Los remanentes de los bosques secos tropicales y de las formaciones vegetales similares, se han reducido en proporciones alarmantes con respecto a la cobertura que tenían hace apenas un par de siglos. En Centroamérica, los bosques secos no intervenidos de manera significativa están extremadamente fragmentados y su cobertura es de apenas el 2% de la que existía a la llegada de los españoles, cuando se extendían a lo largo de las costas del Pacífico desde México hasta Panamá y ocupaban un área equivalente al territorio de Francia. Las islas del Caribe estaban prácticamente cubiertas por bosques caducifolios; Haití, que en alguna época fue la colonia francesa más rica en maderas preciosas y otros productos del bosque, fue deforestada casi en su totalidad y la caoba, el guayacán, la ceiba y otras maderas finas sirvieron para fabricar muebles que son hoy objeto de admiración en los museos y palacios europeos; otros productos arbóreos sirvieron de leña y los bosques remanentes han dado paso a campos efímeros de cultivo y a asentamientos humanos; los suelos fértiles desaparecieron, al igual que la riqueza; las tierras se erosionaron y perdieron la capacidad de retener las aguas lluvia y, por consiguiente, las avalanchas e inundaciones que dejan a su paso los huracanes y las tormentas tropicales tienen cada vez peores consecuencias.

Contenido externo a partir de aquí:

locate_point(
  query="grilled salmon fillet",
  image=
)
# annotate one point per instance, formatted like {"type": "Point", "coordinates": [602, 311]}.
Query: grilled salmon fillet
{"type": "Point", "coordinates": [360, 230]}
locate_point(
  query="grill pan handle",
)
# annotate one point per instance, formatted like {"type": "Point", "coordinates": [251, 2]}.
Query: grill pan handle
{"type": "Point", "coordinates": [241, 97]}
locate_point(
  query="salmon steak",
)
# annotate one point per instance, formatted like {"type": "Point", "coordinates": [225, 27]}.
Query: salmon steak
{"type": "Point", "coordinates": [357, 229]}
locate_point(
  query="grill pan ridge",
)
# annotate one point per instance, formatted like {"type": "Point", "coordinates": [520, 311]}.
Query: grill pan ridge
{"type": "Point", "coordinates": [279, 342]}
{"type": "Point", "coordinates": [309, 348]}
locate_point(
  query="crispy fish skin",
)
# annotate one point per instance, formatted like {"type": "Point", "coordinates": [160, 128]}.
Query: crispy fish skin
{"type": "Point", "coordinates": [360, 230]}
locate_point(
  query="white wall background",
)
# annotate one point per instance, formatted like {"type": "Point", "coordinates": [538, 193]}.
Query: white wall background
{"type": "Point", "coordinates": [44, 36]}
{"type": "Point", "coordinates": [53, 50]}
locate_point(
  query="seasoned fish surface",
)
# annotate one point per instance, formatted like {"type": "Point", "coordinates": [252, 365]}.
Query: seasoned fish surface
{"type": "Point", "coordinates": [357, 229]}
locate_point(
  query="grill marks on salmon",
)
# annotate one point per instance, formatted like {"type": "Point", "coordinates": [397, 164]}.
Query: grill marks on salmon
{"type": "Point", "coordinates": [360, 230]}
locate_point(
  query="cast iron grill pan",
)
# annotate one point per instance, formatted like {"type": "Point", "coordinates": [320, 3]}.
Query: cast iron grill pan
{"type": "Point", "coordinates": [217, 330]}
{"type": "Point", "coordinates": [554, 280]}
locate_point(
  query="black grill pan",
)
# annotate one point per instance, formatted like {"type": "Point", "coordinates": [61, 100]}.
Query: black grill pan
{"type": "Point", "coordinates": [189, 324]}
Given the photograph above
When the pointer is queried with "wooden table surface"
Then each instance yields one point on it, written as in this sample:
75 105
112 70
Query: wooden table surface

No es distinta la situación de África y del sudeste de Asia, donde la presión sobre los pocos remanentes de bosque seco es casi imparable y las áreas destinadas a su conservación no existen. En Etiopía, el país del Nilo Azul, los bosques que se extendían sobre el 40% del territorio a finales del siglo XIX, hoy cubren apenas el 4%. En la India, donde se encontraban los más extensos del continente asiático, actualmente no cubren más del 2% del país y su grado de intervención es muy alto.

LA FRAGMENTACIÓN DE LOS BOSQUES
En términos generales, la deforestación conduce a la creación de paisajes fragmentados; es decir, parches aislados de bosque de formas y tamaños variables, rodeados de áreas transformadas para infraestructura, asentamientos humanos, campos agrícolas o potreros para ganadería. La reducción de grandes extensiones de áreas de bosque puede modificar notoriamente el clima y el ambiente físico a nivel local y regional; una extensa cobertura boscosa que es remplazada por campos agrícolas o potreros, genera un incremento en la temperatura, disminuye la evapotranspiración y, consecuentemente, hace que se reduzca la cantidad de lluvias; entonces los suelos pierden su capacidad de retención de agua, se produce mayor escorrentía superficial durante los inviernos y se eleva el nivel de los ríos y las quebradas por encima de lo normal, con lo cual ocurren grandes inundaciones.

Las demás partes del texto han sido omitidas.